The second time, we obtained a simplified US B-lines model which consisted of a total of 14 LIS bilateral scans. For the anterior chest, the authors considered the second LIS along the para-sternal lines, the fourth LIS along the mid-clavear, the anterior axillary and the mild-axillary lines. For the posterior chest, the eighth LIS along the paravertebral, the sub-scapular and the posterior axillary lines were selected. The simplified score was obtained by a simple post-hoc analysis resulting from US comprehensive assessment. The 14 sites were chosen because they demonstrated both higher prevalence of US B-lines in the comprehensive assessment and easy accessibly by US.
The respective sites assessed by US for both comprehensive and simplified assessment are represented in Table 1. Moreover, the time spent with each patient for both US B-lines systems was recorded.
The elementary finding evaluated was the US B-line, an artifact generated from the thickened interlobular septa at lung surface level. It was defined as a hyperechoic narrow-based reverberation type of artifact, spreading like a laser-ray up to the edge of the screen. The US B-lines generally are not present in healthy lungs [7, 18] (Figure 1A).
In each LIS, the number of US B-lines was recorded. Subsequently, the US B-lines total sum of all LIS was recorded and graded according a semi-quantitative scoring to correlate with HRCT findings (Figure 1). For the comprehensive assessment the semi-quantitative score was 0 = normal, (< 10 B-lines); 1 = mild (from 11 to 20 B-lines); 2 = moderate (from 21 to 50 B-lines) and 3 = marked (> 50 B-lines) whereas for the simplified assessment the semi-quantitative score was 0 = normal, (< 5 B-lines); 1 = mild (from 6 to 15 B-lines); 2 = moderate (from 16 to 30 B-lines) and 3 = marked (> 30 B-lines). The semi-quantitative scoring was obtained employing the distribution of percentiles analysis.
US B-lines intra-observer reliability
The B-lines intra-observer reliability was assessed by recording representative dynamic clips of the full simplified baseline examination of all patients involved in the study. The stored images of each patient were blindly scored by the same investigator (MG) who successively performed the corresponding US lung examination two weeks after the baseline assessment.

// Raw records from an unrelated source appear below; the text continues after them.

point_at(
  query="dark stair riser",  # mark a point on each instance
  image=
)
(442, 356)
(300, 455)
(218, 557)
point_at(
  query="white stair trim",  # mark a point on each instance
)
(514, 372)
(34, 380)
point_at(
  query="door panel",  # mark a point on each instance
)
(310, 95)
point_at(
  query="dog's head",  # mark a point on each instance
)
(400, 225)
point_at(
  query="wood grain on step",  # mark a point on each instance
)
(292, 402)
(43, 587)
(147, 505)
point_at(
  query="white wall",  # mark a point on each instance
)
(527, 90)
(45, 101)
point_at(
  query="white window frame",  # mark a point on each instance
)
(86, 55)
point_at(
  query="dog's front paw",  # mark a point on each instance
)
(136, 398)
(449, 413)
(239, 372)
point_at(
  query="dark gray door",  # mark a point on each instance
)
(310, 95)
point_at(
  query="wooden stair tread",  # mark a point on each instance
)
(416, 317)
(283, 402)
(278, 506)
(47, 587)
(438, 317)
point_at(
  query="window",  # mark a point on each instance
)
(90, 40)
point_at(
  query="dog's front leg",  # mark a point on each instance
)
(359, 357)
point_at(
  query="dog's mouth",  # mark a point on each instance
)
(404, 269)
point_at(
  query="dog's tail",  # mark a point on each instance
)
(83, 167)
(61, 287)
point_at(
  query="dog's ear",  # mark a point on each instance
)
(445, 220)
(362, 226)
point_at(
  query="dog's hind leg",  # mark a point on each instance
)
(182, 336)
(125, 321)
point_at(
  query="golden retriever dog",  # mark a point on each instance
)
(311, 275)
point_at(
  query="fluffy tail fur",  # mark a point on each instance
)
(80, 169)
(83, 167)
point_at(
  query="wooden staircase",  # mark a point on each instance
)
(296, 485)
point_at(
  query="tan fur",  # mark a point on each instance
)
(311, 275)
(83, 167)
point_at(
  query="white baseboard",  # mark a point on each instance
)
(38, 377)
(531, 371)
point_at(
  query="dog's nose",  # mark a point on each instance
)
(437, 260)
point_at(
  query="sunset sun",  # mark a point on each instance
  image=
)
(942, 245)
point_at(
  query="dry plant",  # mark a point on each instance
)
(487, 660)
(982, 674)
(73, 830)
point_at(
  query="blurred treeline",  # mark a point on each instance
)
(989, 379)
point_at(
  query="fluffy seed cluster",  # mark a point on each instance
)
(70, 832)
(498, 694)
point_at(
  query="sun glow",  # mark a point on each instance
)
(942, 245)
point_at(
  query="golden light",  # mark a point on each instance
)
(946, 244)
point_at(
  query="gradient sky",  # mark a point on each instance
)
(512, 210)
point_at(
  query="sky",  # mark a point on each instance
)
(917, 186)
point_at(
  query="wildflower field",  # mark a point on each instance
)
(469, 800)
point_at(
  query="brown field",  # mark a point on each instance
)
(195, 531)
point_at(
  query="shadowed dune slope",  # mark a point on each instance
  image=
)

Statistical analysis was performed using MedCalc, version 10.0 (MedCalc Software, Mariakerke, Belgium). Standard descriptive results were expressed as mean and standard deviation (SD) whereas the categorical data were expressed as proportions. Chi square analysis was used for the comparison between the US and HRCT data, whereas the Spearman's rho correlation coefficient was used for the respective correlation. P-values below 0.05 were considered statistically significant. A scatter plot graph was used to demonstrate the correlation between comprehensive and simplified US assessments.
To assess intra-observer and inter-observer reliability between the two investigators, the terms of semi-quantitative scoring were calculated by a weighted kappa statistic. A kappa value of 0 to 0.20 was considered poor, 0.21 to 0.40 fair, 0.41 to 0.60 moderate, 0.61 to 0.80 good and 0.81 to 1.00 excellent .
The feasibility of simplified US B-lines was estimated by comparing the time spent with respect to comprehensive assessment by the independent samples t-test. A P-value less than 0.005 was considered statistically significant.
A total of 1,700 LIS was assessed for the comprehensive US B-lines assessment, whereas 476 LIS were evaluated for the simplified US assessment in 36 patients. Twenty-one (58.3%) patients showed a grade 3 of IFP according to the Warrick score. Five (13.8%) patients showed a grade 2, and 2 (5.5%) a grade 1. Eight patients did not show HRCT signs of IPF. In these patients the HRCT was performed on the basis of the results of a pulmonary function test, which showed alterations in the single-breath diffusing capacity for carbon monoxide (DLco).
A positive correlation was found between the US B-lines assessment and Warrick score HRCT assessment in both comprehensive and simplified methods (P = 0.0006). Moreover a higher significant correlation between the comprehensive (50 sites) and simplified scoring systems (14 sites) was detected (Spearman's rank test P = 0.0001).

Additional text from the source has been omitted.